Noninferiority designs differ from standard superiority trials in several fundamental ways. The null hypothesis of standard superiority trials is that there is no true difference between the interventions. In other words, unless strong evidence is found indicating the superiority of one intervention over the other, the default conclusion is that no treatment difference exists. A Type I error is erroneously concluding a treatment difference that is unlikely to actually exist (thus erroneously rejecting the null hypothesis). A Type II error is a failure to reject the null hypothesis when in fact the alternative is true (thus erroneously missing an actual difference in treatments). In contrast, noninferiority trials have a null hypothesis that the experimental treatment is inferior to the standard treatment by at least a certain prespecified amount (δ): H0 : μStandard Treatment - μExperimental Treatment ≥δ. The alternative hypothesis to be proven is that the experimental treatment is inferior to the standard treatment by less than that same amount (δ): H1 : μStandard Treatment - μExperimental Treatment <δ. Thus, the definitions of the type I and type II errors are reversed. The type I error for a noninferiority trial is the probability of erroneously concluding noninferiority when evidence is lacking that the novel treatment truly is inferior to the control and a type II error is the probability of erroneously failing to reject the null hypothesis when the novel treatment is truly noninferior.

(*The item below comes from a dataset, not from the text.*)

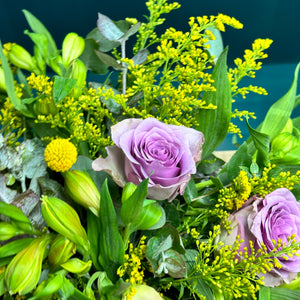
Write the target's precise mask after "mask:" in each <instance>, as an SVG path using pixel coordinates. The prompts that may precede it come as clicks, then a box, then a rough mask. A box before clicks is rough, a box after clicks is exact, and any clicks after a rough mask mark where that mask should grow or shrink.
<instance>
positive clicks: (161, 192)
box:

Noninferiority designs can be of value when a novel treatment has been developed that is easier to use, has fewer side effects, is less costly, and/or provides increased access to care compared to the standard treatment. If the new treatment offers these more appealing characteristics, then the research goal may be to show that its effectiveness is not much less than that of the standard treatment. A key methodological consideration that we elaborate upon later is the choice of the standard treatment. Neither an equivalence nor a noninferiority design can be appropriately used without a consistently effective treatment to serve as the active control.
Although the existence of a standard treatment is necessary for the use of these designs, it is not sufficient justification. There must be a genuine question as to the equivalence or noninferiority of the new treatment. If the new treatment is expected to be better than the standard treatment, a superiority trial is called for.
Within recent years, there has been a significant increase in the number of effective, well validated treatments for individuals suffering from traumatic stress disorders. Noninferiority designs can be used to evaluate modifications to these interventions, alternate delivery modalities, and applications to special populations. A noninferiority conceptual approach is also relevant to treatment dismantling studies, comparative outcome studies, cost studies, and efforts to understand mechanisms of action in mental health treatments. These designs may play a critical role in expanding access to evidence based treatment of traumatic stress.
Collectively, the authors are working on a number of randomized clinical trials for mental health and medical interventions that incorporate noninferiority designs. One example is an ongoing noninferiority trial examining the clinical effectiveness of using a telemental health service delivery mode to provide a cognitive-behavioral therapy for treating combat related PTSD (Morland et al., 2008). For purposes of illustration, we will describe and discuss elements of the project as one example of the appropriate application of the noninferiority design.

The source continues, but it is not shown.